Perbedaan fundamental dari kompetitor:
- GMX, dYdX v3: Deploy di atas chain yang sudah ada (Arbitrum, Starkware)
- Hyperliquid: Membangun L1 sendiri dengan desain yang dioptimalkan untuk order book trading
Hasilnya:
- Order confirmation <1 detik (mendekati CEX)
- Zero gas fee untuk trading
- Central limit order book (CLOB) seperti Binance Futures, bukan AMM
- Throughput ratusan ribu order per detik
Arsitektur HyperL1
Consensus Mechanism
HyperL1 menggunakan HyperBFT — modifikasi dari Tendermint BFT dengan optimasi khusus untuk latency rendah.
Karakteristik:
- Finality deterministik dalam ~1 detik
- Tidak ada probabilistic confirmation seperti Bitcoin
- Validator set terbatas (lebih centralized, tapi lebih cepat)

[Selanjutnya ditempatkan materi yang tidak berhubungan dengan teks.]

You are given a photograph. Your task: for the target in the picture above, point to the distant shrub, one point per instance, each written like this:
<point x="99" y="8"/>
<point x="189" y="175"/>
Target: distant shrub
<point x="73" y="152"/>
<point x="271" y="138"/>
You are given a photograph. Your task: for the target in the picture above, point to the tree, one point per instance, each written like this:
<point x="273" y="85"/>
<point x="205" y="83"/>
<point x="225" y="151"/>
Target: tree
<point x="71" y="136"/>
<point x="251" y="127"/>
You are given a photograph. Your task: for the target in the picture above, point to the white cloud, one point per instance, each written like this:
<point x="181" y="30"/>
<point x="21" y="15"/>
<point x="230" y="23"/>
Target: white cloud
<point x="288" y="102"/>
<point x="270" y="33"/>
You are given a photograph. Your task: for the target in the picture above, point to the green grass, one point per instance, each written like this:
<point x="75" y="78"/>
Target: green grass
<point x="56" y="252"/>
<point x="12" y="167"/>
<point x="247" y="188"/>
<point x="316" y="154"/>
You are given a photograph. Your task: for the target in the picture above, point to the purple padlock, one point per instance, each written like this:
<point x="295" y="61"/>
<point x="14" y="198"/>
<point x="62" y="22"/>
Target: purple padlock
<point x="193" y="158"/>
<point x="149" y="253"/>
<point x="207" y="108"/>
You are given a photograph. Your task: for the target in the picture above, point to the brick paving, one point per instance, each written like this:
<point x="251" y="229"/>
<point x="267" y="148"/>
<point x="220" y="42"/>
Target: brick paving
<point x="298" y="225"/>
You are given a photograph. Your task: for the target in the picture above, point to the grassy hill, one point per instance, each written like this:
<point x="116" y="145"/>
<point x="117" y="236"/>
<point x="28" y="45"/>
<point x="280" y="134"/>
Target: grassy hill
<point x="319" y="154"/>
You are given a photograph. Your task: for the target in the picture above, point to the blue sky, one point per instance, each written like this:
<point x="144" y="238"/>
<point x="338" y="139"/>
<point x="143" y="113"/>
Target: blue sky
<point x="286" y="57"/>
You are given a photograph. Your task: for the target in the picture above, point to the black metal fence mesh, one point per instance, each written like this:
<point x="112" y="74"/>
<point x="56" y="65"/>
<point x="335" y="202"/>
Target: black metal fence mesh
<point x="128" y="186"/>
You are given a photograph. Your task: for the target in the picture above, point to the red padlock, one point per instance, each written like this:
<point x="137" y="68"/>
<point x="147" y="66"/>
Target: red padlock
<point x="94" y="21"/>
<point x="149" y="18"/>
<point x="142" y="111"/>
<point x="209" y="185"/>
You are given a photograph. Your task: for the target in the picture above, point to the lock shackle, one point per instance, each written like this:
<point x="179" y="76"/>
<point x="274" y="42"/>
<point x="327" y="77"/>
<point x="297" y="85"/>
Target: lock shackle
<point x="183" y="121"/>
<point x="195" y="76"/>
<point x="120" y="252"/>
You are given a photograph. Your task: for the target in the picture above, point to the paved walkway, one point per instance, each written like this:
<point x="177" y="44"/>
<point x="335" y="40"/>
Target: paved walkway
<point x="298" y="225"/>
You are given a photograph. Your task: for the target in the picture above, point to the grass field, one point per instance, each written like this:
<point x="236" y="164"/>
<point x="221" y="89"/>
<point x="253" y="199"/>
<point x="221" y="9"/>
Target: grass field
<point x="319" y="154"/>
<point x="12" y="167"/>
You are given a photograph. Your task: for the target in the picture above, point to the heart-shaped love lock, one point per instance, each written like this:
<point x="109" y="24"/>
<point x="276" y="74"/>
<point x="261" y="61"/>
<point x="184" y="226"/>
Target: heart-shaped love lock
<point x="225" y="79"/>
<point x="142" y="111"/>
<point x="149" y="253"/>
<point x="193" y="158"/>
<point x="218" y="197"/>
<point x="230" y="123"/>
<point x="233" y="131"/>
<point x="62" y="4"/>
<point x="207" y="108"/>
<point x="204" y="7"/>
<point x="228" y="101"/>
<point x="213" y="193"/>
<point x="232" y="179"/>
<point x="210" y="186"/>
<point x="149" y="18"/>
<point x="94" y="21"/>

Trade-off yang dibuat: Hyperliquid mengkorbankan beberapa desentralisasi untuk performa. Ini adalah choice yang disengaja — performa CEX dengan self-custody adalah value proposition utama mereka.
Order Book vs AMM
Traditional DEX (Uniswap, GMX): AMM (Automated Market Maker) — harga ditentukan oleh formula matematika (x×y=k). Tidak ada order book.
Hyperliquid: Central Limit Order Book (CLOB) — persis seperti Binance atau Coinbase. Trader bisa:
- Market order
- Limit order dengan harga spesifik
- Stop loss
- TP/SL order
- Reduce-only order
Mengapa ini penting: Trader yang terbiasa dengan CEX bisa langsung comfortable dengan Hyperliquid. Tidak perlu adaptasi ke model AMM.
HyperEVM
Di samping infrastructure trading, Hyperliquid meluncurkan HyperEVM — EVM-compatible execution environment yang berjalan di atas HyperL1.
Fungsi:
- Developer bisa deploy smart contract di ekosistem Hyperliquid
- Token dan protokol DeFi lain bisa build di atas HyperL1
- Composability dengan platform trading
Status: Masih relatif baru — ekosistem belum sebesar Arbitrum atau Base, tapi berkembang pesat.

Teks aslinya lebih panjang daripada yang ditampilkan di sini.